On 2. mai. 2008, at 09.35, Paul J Stevens wrote:
Jan-Henrik Haukeland wrote:
And yes, reusing a prepared statement after it returns a result set is problematic for SQLite, hence Connection_clear() was exposed. Creating a new statement for the result set instead of reusing the prepared one should work, but it has not been a big enough nag to refactor.
It's not a big problem for me either - yet. But it does impose a specific pattern in my code that is not evident at first glance. This is only an issue during big loops triggering massive amounts of insert queries, each of which *must* return the lastrowid. But that only affects throughput,
Well, almost all of this would not be necessary if a workaround for Connection_lastRowId() on postgres could be found. This is the root cause and trying to find a solution for this, if possible, would be best.
so it's not critical - unlike the mysql bug :-(.
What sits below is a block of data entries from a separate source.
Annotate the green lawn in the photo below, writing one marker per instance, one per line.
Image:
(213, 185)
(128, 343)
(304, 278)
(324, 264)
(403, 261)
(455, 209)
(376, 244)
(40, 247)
Yes, the mysql bug is very bad, and a workaround *must* be found. I'll look into that.
I also noticed you're using the deprecated sqlite3 interface for statements, right? I'm asking because I'm seeing very undescriptive errors raised by executing statements in the sqlite code: SQL logic error or missing database.
It looks like all that is needed is replacing sqlite3_prepare with sqlite3_prepare_v2. I'll do some testing today...
sqlite3_prepare_v2() was first added in SQLite version 3.3.9 and libzdb should work with 3.x. But you are right, using this interface, if available, is preferable with regards to error reporting. I'll use an #ifdef to add it.